The ratings also have impacts beyond the financial, he explained. "These downgrades tarnish Israel’s reputation as a thriving start-up nation—a brand image that could take years to rebuild."
Schwartz also commented on the ratings drops and said that, of course, it has impacted not only the economy but the "pocket of each and every person in Israel."
"But this is the reality, and we will deal with it. The downgrade will not lead to the collapse of the state, so the only option left for us is to continue opening up the Israeli economy and work to raise the rating back up," she added.
Schloss countered that the impact on the private sector has been far less significant than on the overall economy.
"Investors typically adopt a long-term perspective, and Israel's economic fundamentals remain strong," he said, citing Israel's current account surplus, natural gas reserves, and robust foreign exchange.
When asked how the country's leadership can counteract the negative impacts of the war on capital-raising, Landress Schloss said, 'Uncertainty is bad for business,' as the saying goes, and Israel's government must strive to be an island of stability in turbulent times."
"A clear and actionable game plan for both the current conflict and the day after is essential to maintain confidence and direction," he added.
The government should also increase support for startups, he added.
Schwartz also called for increased government funding of budgets for startups and for hi-tech in general, highlighting that the focus should be on those who are just starting out.
"Unfortunately, we do not expect the government to be able to bridge the gaps needed to support Israeli high-tech.
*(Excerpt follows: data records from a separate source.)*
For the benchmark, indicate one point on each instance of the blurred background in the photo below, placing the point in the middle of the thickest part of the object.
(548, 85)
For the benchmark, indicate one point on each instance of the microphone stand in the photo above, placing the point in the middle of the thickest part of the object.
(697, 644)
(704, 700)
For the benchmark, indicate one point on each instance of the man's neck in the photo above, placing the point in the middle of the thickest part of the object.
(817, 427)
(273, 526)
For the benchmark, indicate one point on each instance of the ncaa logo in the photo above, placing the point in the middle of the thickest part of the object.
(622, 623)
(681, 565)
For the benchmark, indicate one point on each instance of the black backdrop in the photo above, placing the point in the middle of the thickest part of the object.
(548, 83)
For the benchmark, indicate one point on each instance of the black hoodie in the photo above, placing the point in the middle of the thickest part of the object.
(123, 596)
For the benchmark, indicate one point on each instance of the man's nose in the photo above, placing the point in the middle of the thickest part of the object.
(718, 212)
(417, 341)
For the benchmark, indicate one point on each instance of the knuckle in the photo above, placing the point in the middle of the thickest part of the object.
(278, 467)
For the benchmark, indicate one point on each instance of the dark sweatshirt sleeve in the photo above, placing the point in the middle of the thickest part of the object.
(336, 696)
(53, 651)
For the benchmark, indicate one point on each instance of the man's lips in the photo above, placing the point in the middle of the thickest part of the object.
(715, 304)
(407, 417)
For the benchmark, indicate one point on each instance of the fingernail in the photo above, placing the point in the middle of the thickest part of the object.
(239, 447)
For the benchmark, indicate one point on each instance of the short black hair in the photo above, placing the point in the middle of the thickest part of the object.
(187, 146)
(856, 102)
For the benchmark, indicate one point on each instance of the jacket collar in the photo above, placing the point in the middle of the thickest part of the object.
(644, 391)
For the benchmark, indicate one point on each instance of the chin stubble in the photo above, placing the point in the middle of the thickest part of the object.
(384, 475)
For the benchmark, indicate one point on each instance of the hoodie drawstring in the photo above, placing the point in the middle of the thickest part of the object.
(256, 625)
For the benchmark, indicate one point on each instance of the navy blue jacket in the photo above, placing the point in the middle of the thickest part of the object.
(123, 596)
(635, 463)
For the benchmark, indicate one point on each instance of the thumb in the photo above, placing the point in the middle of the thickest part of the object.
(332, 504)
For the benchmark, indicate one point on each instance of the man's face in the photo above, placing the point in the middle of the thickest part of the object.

As has happened so far, the high-tech sector will manage and grow based on private investors—both Israelis who have made their fortunes and will reinvest in new ventures and foreign investors, with or without a connection to Israel," she added.
Merlin Ventures Managing Partner Shay Michel said he anticipates "a quick recovery and increased growth of Israeli startups."
"Already, we see an increase in the number of companies successfully raising capital and making exits. Companies have adapted to a state called 'war routine' – where they adjust to challenges and manage to continue functioning and growing," he explained.
"Beyond that, the Israeli entrepreneurial spirit and innovation continue to be a long-term advantage. Israel has always known how to reinvent itself; its entrepreneurial DNA, alongside community support and professional resources, provides a strong foundation for continued success in the tech industry."